国立競技場で、両陛下とアベベの快走をご覧になる幼き日の皇太子さま('64年10月)

 皇室と五輪の関わりには歴史がある。天皇陛下と皇后・美智子さまのご成婚から5年あまり、“高度経済成長”で日本中が沸き返っていた'64年10月、東京オリンピックは開かれた。

「10月10日に国立競技場での開会式で、昭和天皇が開会宣言を行い、香淳皇后とともに、サッカーや、陸上や馬術などを観戦されています。

 皇太子だった陛下も美智子さまとともに重量挙げやレスリングなどを観戦し、当時4歳だった皇太子さまも、マラソンや馬術、閉会式もご覧になりました」(宮内庁関係者)

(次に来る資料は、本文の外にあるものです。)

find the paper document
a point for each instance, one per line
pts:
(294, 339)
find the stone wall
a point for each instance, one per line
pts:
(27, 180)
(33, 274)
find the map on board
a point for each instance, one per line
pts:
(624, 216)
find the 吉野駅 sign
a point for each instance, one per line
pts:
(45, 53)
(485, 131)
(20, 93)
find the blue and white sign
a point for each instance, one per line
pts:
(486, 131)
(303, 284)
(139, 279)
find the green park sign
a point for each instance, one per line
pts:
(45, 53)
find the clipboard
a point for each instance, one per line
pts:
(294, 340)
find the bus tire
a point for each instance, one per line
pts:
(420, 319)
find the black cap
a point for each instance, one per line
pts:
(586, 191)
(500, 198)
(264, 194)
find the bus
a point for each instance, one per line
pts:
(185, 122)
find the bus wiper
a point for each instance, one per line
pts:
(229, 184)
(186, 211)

 幼いころの皇太子さまが目を見はったのは、マラソンで2大会連続の金メダルを獲得した、エチオピアのアベベ・ビキラ選手。

 裸足のランナーとして知られ、両陛下が'60年11月にエチオピアを訪問された際に親交が生まれ、

《金メダルをプリンセス・ミチコにお見せし「アリガトウ」とひと言、お礼を述べたい》 

 という手記を'64年に本誌に寄せている。

 そんな当時の思い出を皇太子さまは、ご家族にお話しになっているかもしれない。

「東京五輪まで4年という今回のタイミングは、新しい天皇と皇后に東京五輪という“晴れの舞台”をお譲りし、新しい皇室の姿を見てもらいたい両陛下のお考えがあったのかもしれません」

 そう話すのは、皇室を長年取材するジャーナリストで文化学園大学客員教授の渡辺みどりさん。

「陛下の家族へのご心配は、とりわけ次の皇后となる雅子さまのことが念頭にあったと思います。

 最近は愛子さまとのお出ましが増えて、ご体調が安定してきた雅子さまですが、大喪の礼から即位の礼までの儀式や行事の負担に耐えられるかどうかはわかりません。

 そこで生前退位をして葬儀を簡素化するなどとともに、皇太子ご夫妻のために“大舞台”をご用意したとも考えられると思います」(渡辺さん)

 今回、陛下が皇居・御所の応接室でビデオメッセージを収録するときも、

「大事な事柄であるので、この場をともにするように」

 というお考えがあり、美智子さまは近くで見守られることになったという。

「収録時にも陛下のそばに控えられたように、メッセージの内容についても美智子さまが相談を受けられるようなことはあったかもしれません」

 今回の陛下のお言葉に、美智子さまのお気持ちも含まれていたのではないかと話すのは、前出の渡辺さん。

雅子さまは2年連続、愛子さまは9年ぶりに豆記者とご懇談(8月3日)

 宮内庁担当記者もこう話す。

「美智子さまは、皇室の重要なことについては皇位継承者がお考えになるべきと、表だった言動は避けられています。

 ただ、陛下と皇太子さまと秋篠宮さまが'12年の春ごろから月に1回程度、会談する三者会談も、美智子さまのご提案から始まったことを宮内庁幹部は明かしています。

 美智子さまは、日ごろからさまざまな面で陛下を支えているので、今回のお気持ちも美智子さまのお考えも入っていると思います」

 8月に入っても、『水の週間』に関する式典や北海道と沖縄の「豆記者」との懇談、『山の日』の式典に参加され、ご体調が安定傾向にある雅子さま。

 美智子さまの切なる思いを受け継ぎ、4年後には世界中の人たちに“新・皇后”としての姿をお披露目することになる─。